WASHINGTON—An anti-money laundering bill offers a suite of updates to the current AML regime, a new report indicates.
It would decrease unnecessary regulations, target shell companies, raise incentives for whistleblowers, and sweep digital currencies into the definition of “monetary instruments,” stated Vision & Elkins in its analysis of the legislation.
The proposal is called the Improving Laundering Laws and Increasing Comprehensive Information Tracking of Criminal Activity in Shell Holdings Act (or ILLICIT CASH Act).
A team of bipartisan senators, including Republicans Mike Rounds (R-SD) and Tom Cotton (R-AZ) and Democrats Mark Warner (D-VA) and Doug Jones (D-AL), authored the bill.

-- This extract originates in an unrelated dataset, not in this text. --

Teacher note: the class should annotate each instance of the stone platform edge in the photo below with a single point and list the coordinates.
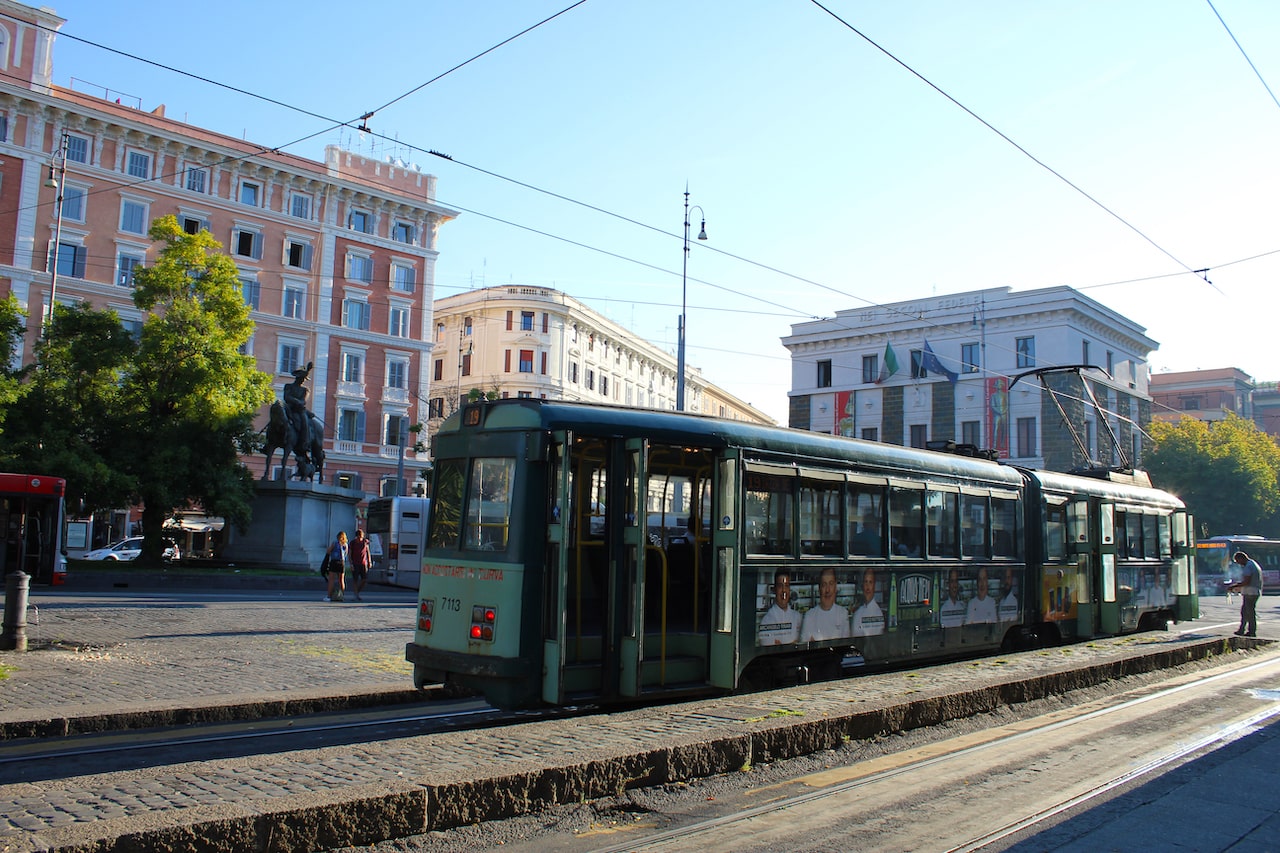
(366, 813)
(238, 708)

“By its own terms, the bill seeks to ‘improve coordination among agencies tasked with administering anti-money laundering and counter-financing of terrorism requirements.’ This amounts to an update to the financial laws that, as the Senators highlighted in an op-ed supporting their bill, ‘haven’t been updated comprehensively in decades.’ In particular, the bill is meant to address the fact that the U.S. is ranked second-worst in the world for its high level of secret and offshore financial activities, as ranked by the Tax Justice Network’s Financial Secrecy Index,” stated Vision & Elkins.
Attempts to Limit Reg Burden
The bill’s authors say it attempts to limit the regulatory burden on businesses.
“For example, it instructs regulatory officials to ‘study and determine whether the dollar thresholds’ at 31 U.S.C. 5331 — which requires financial institutions to report cash transactions of $10,000 or more — ‘should be adjusted.’ Any change to this provision would likely lead to an increase in the dollar threshold, which, all things equal, would lessen AML reporting burdens,” Vision & Elkins explained.
Likewise, the Illicit Cash Act instructs the Treasury Secretary “in consultation with Federal law enforcement agencies” to review the current regulatory landscape and “reduce unnecessarily burdensome regulatory requirements.”